Peter Watson permaneció completamente inmóvil, sujetando los prismáticos con ambas manos. Miró a Raymond. Luego miró a Ernie. No tenía miedo, pero sabía que era mejor no hacer el tonto con aquel par. A lo largo de los años había sufrido mucho a causa de sus atenciones.
–¿Qué queréis? –preguntó.
–¡Que subas las manos! –le chilló Ernie–. ¿Es que no entiendes el inglés?
Peter Watson no se movió.
–Contaré hasta cinco –dijo Ernie–. Y si para entonces no las has subido, te pego un tiro en la barriga. Uno..., dos..., tres...
Lentamente Peter Watson levantó las manos por encima de la cabeza. Era la única cosa sensata que podía hacer. Raymond dio un paso al frente y le arrebató los prismáticos de las manos.
–¿Qué es esto? –dijo secamente–. ¿A quién estás espiando?
–A nadie.
–No mientas, Watson. ¡Estas cosas se utilizan para espiar! ¡Apuesto a que nos estabas espiando a nosotros! Es cierto, ¿no? ¡Confiésalo!
–Os aseguro que no os estaba espiando.
–Dale un coscorrón en la oreja –ordenó Ernie–. Enséñale a no mentirnos.
–Ahora mismo lo haré –dijo Raymond–. Déjame que me prepare.
Peter Watson estudió la posibilidad de salir huyendo. Lo único que podía hacer era dar media vuelta y echar a correr, pero eso no hubiese servido de nada. Le habrían atrapado en cuestión de segundos. Y si gritaba pidiendo socorro, nadie le oiría. Así pues, todo lo que podía hacer era conservar la calma y tratar de salir del apuro a fuerza de razonamientos.
–¡No bajes las manos! –ladró Ernie, moviendo el cañón del rifle de un lado a otro, como había visto hacer a los gángsters de la tele–. ¡Vamos, chico, las manos bien altas!
Peter hizo lo que le ordenaban.
–Vamos a ver: ¿a quién estabas espiando? –preguntó Raymond–. ¡Desembucha!
–Estaba observando un pito real –dijo Peter.
–¿Un qué?
–Un pito real macho. Estaba picando el tronco de ese árbol muerto, buscando gusanos.
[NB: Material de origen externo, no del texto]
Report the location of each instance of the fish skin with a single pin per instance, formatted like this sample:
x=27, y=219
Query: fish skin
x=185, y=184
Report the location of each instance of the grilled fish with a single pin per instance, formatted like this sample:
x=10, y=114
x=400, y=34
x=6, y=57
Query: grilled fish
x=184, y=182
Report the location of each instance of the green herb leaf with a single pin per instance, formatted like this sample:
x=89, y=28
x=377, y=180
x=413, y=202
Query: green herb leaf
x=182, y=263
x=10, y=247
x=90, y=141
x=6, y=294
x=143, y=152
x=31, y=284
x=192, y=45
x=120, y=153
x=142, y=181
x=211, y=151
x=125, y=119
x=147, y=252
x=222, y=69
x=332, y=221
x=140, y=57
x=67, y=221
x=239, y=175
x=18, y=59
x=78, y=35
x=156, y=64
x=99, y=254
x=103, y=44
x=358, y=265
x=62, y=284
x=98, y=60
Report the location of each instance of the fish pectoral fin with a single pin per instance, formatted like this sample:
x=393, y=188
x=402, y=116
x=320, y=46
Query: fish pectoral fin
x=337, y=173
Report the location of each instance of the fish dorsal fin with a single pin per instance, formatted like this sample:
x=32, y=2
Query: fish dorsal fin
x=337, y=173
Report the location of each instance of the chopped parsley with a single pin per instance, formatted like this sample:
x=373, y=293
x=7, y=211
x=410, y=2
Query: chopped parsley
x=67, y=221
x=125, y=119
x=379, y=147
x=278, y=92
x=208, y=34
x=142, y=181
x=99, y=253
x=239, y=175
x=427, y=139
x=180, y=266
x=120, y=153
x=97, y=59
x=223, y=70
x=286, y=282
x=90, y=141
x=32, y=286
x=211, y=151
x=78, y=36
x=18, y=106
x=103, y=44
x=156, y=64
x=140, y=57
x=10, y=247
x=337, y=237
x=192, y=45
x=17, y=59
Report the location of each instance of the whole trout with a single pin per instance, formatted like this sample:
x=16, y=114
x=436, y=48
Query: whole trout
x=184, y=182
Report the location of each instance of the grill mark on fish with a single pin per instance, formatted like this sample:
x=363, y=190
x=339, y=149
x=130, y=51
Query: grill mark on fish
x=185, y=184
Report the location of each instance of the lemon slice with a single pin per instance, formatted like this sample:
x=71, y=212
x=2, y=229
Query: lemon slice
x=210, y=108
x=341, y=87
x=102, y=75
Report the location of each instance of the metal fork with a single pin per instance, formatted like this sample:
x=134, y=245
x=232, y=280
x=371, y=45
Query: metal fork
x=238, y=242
–¿Dónde está? –preguntó Ernie, alzando el rifle–. ¡Me lo voy a cargar!
–No, no te lo cargarás –dijo Peter, mirando la ristra de pajaritos que colgaba del hombro de Raymond–. Salió volando en cuanto os oyó gritar. Los pitos reales son unos pájaros muy asustadizos.
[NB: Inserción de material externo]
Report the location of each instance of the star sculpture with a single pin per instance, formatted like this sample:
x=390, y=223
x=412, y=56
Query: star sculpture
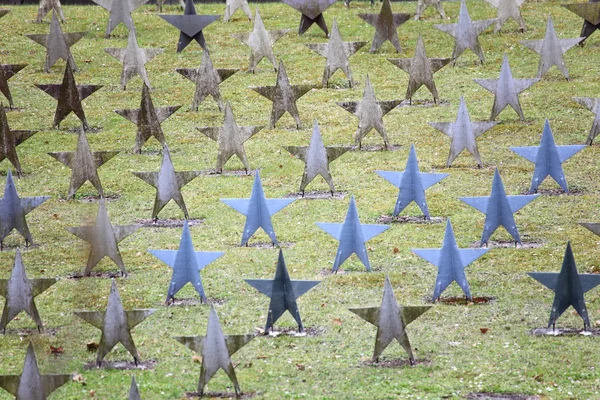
x=84, y=164
x=548, y=159
x=465, y=33
x=120, y=12
x=57, y=44
x=420, y=70
x=13, y=210
x=190, y=24
x=116, y=325
x=551, y=50
x=391, y=320
x=463, y=133
x=133, y=59
x=337, y=53
x=592, y=104
x=508, y=9
x=186, y=264
x=412, y=184
x=207, y=79
x=20, y=292
x=148, y=120
x=260, y=42
x=284, y=97
x=370, y=113
x=230, y=138
x=499, y=209
x=506, y=90
x=31, y=384
x=258, y=211
x=317, y=158
x=7, y=71
x=451, y=263
x=69, y=96
x=168, y=184
x=385, y=23
x=569, y=287
x=104, y=239
x=216, y=350
x=283, y=293
x=312, y=13
x=352, y=236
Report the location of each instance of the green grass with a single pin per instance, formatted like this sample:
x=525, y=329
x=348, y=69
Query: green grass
x=462, y=360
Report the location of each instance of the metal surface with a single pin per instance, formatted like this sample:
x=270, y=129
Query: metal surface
x=451, y=263
x=216, y=350
x=412, y=184
x=463, y=133
x=569, y=287
x=548, y=159
x=506, y=90
x=499, y=209
x=352, y=236
x=391, y=320
x=316, y=158
x=370, y=113
x=116, y=325
x=186, y=264
x=420, y=70
x=230, y=138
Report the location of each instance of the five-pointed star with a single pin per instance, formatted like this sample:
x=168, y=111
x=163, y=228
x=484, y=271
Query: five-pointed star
x=258, y=211
x=499, y=209
x=317, y=158
x=148, y=120
x=370, y=113
x=385, y=24
x=57, y=44
x=548, y=159
x=230, y=138
x=261, y=42
x=207, y=79
x=216, y=350
x=391, y=320
x=69, y=96
x=412, y=184
x=506, y=90
x=337, y=53
x=284, y=97
x=84, y=164
x=283, y=293
x=31, y=384
x=465, y=33
x=120, y=12
x=569, y=287
x=186, y=264
x=451, y=262
x=20, y=292
x=190, y=24
x=104, y=239
x=463, y=133
x=168, y=184
x=551, y=49
x=116, y=324
x=420, y=70
x=13, y=210
x=352, y=236
x=133, y=59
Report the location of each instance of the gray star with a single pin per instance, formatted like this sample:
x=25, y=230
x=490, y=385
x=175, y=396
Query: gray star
x=230, y=138
x=551, y=49
x=506, y=90
x=370, y=113
x=337, y=53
–¿Por qué lo estabas observando? –preguntó Raymond con suspicacia–. ¿Para qué sirve? ¿Es que no tienes nada mejor que hacer?
–Es divertido observar los pájaros –dijo Peter–. Es mucho más divertido que matarlos a tiros.
–Conque sí, ¿eh, descarado? –exclamó Ernie–. ¿De modo que no te gusta que matemos pájaros? ¿Es eso lo que quieres decir?
–Me parece absolutamente sin sentido.
–No te gusta nada de lo que hacemos, ¿no es así? –dijo Raymond.
Peter no contestó.
–Pues voy a decirte algo –prosiguió Raymond–. Tampoco a nosotros nos gusta nada de lo que haces.
A Peter empezaban a dolerle los brazos. Decidió correr un riesgo. Poco a poco los fue bajando hasta los costados.
–¡Arriba! –chilló Ernie–. ¡Rápido!
–¿Y si me niego?
–¡Maldita sea! Eres muy descarado, ¿no es así? –dijo Ernie–. Te lo digo por última vez: ¡arriba las manos o aprieto el gatillo!
–Eso sería una acción criminal –dijo Peter–. Sería un caso para la policía.
–¡Y tú serías un caso para el hospital! –dijo Ernie.
–Adelante, dispara –dijo Peter–. Si lo haces, te enviarán al reformatorio. Eso es igual que la cárcel.
Peter vio que Ernie titubeaba.
–Lo estás pidiendo de veras, ¿no es así? –dijo Raymond.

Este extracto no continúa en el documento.